Some books about compilers

Online Compilers course at Stanford University began last Monday. Although it should be self-containing I still prefer to have some books at hand, especially that I’ll be leaving for 10 days and I want to self-study material for the next week. On Monday I’ve paid a visit to my university’s library. Here’s a quick glimpse at some literature that I’ve found.

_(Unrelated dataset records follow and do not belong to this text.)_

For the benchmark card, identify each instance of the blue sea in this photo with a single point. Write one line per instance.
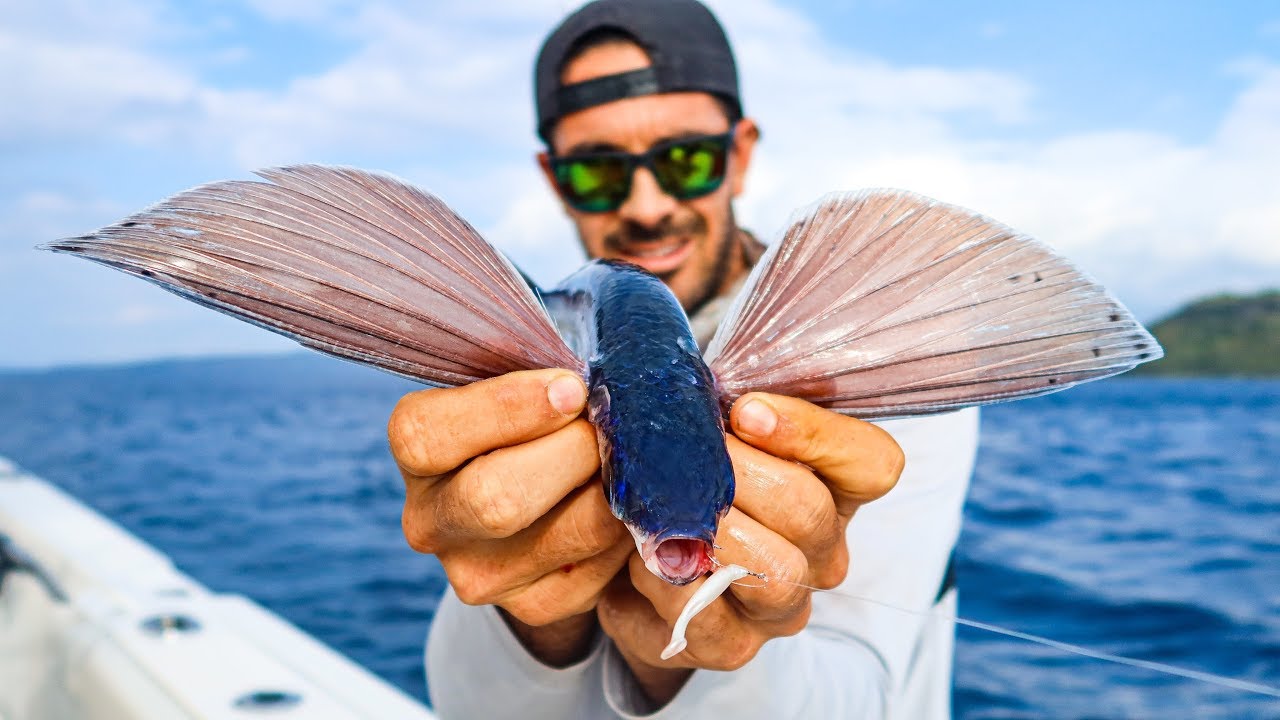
(1132, 516)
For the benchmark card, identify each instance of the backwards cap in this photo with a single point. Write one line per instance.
(682, 39)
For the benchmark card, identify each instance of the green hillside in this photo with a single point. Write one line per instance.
(1225, 335)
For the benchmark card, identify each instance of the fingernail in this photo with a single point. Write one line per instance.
(757, 419)
(566, 395)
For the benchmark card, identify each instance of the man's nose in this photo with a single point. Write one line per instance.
(648, 204)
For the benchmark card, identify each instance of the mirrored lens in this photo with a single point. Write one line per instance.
(594, 183)
(690, 169)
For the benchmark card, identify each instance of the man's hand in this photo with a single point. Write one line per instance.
(496, 478)
(801, 474)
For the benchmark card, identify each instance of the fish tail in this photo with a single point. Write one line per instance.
(890, 304)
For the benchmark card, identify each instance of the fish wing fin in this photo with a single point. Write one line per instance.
(888, 304)
(350, 263)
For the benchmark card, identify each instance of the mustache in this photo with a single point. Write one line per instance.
(631, 233)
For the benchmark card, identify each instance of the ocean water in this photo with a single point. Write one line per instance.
(1132, 516)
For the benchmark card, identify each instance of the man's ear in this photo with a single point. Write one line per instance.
(744, 144)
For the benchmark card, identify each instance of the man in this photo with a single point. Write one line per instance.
(551, 613)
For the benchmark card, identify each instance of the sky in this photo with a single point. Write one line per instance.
(1142, 140)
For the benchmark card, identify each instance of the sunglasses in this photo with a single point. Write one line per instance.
(685, 168)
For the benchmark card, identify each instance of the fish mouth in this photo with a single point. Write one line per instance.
(677, 559)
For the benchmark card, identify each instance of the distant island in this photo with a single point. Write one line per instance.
(1224, 335)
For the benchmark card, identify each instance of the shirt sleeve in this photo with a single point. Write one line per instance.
(871, 648)
(476, 668)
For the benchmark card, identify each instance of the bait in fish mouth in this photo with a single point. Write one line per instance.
(876, 304)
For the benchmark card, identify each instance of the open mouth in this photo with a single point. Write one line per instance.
(658, 256)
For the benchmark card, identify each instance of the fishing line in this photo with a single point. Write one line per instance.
(1223, 680)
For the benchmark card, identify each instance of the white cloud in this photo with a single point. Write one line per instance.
(439, 94)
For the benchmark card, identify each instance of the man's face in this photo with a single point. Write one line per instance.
(689, 244)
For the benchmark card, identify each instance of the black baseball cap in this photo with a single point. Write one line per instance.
(684, 41)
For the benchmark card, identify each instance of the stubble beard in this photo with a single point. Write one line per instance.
(714, 281)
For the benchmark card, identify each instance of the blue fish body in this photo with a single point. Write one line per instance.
(656, 409)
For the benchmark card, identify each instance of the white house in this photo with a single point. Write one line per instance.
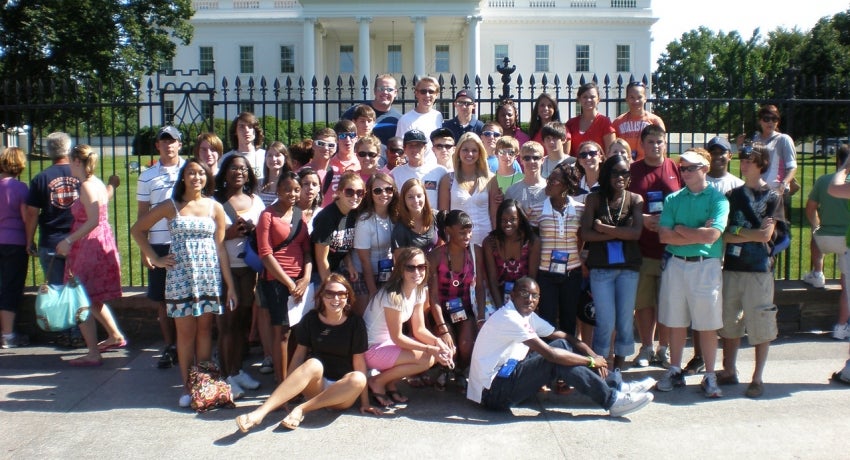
(277, 39)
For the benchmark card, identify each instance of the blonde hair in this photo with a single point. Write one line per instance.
(87, 157)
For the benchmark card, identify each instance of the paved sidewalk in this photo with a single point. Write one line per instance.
(128, 409)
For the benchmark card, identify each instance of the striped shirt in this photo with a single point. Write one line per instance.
(557, 232)
(155, 186)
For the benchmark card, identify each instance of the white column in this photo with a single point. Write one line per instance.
(365, 53)
(474, 45)
(308, 61)
(418, 45)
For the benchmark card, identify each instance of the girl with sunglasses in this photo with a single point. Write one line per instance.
(373, 238)
(328, 366)
(391, 352)
(333, 228)
(611, 226)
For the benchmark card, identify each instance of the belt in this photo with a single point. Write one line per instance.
(693, 258)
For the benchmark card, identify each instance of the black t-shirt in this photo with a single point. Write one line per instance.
(750, 256)
(53, 191)
(333, 345)
(336, 230)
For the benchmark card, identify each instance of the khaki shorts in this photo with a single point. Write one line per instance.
(748, 306)
(690, 294)
(649, 283)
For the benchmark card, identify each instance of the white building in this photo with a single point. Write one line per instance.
(277, 39)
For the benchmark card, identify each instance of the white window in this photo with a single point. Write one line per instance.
(346, 58)
(582, 58)
(541, 58)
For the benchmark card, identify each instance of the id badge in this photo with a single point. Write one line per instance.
(558, 262)
(385, 267)
(456, 311)
(656, 201)
(734, 250)
(615, 252)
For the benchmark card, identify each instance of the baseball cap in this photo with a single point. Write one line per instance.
(414, 135)
(718, 141)
(169, 131)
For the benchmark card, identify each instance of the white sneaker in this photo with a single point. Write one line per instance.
(816, 279)
(638, 386)
(627, 403)
(245, 381)
(841, 331)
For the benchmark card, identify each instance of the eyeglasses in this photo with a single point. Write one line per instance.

First of all, there’s the Dragon Book, officially known as “Compilers: Principles, Techniques, and Tools”, by Aho, Lam, Sethi, and Ullman. This is a classic originally published in 1986. There’s nothing to worry though – there was no revolution in the field of compiler construction, so what was true in 1986 is mostly still valid now. The book was re-released in 2006 with some updates about garbage collection and code-optimization (OK, I lied, there was some progress in a few aspects of compiler engineering). I have a Polish edition of the first edition. In fact I borrowed it long before the course had started hoping to read it on my own. The book is very detailed and extremely verbose (750 pages total) which is a bit discouraging to me. I’ve read only a couple of sections so I don’t have a clear opinion about it yet.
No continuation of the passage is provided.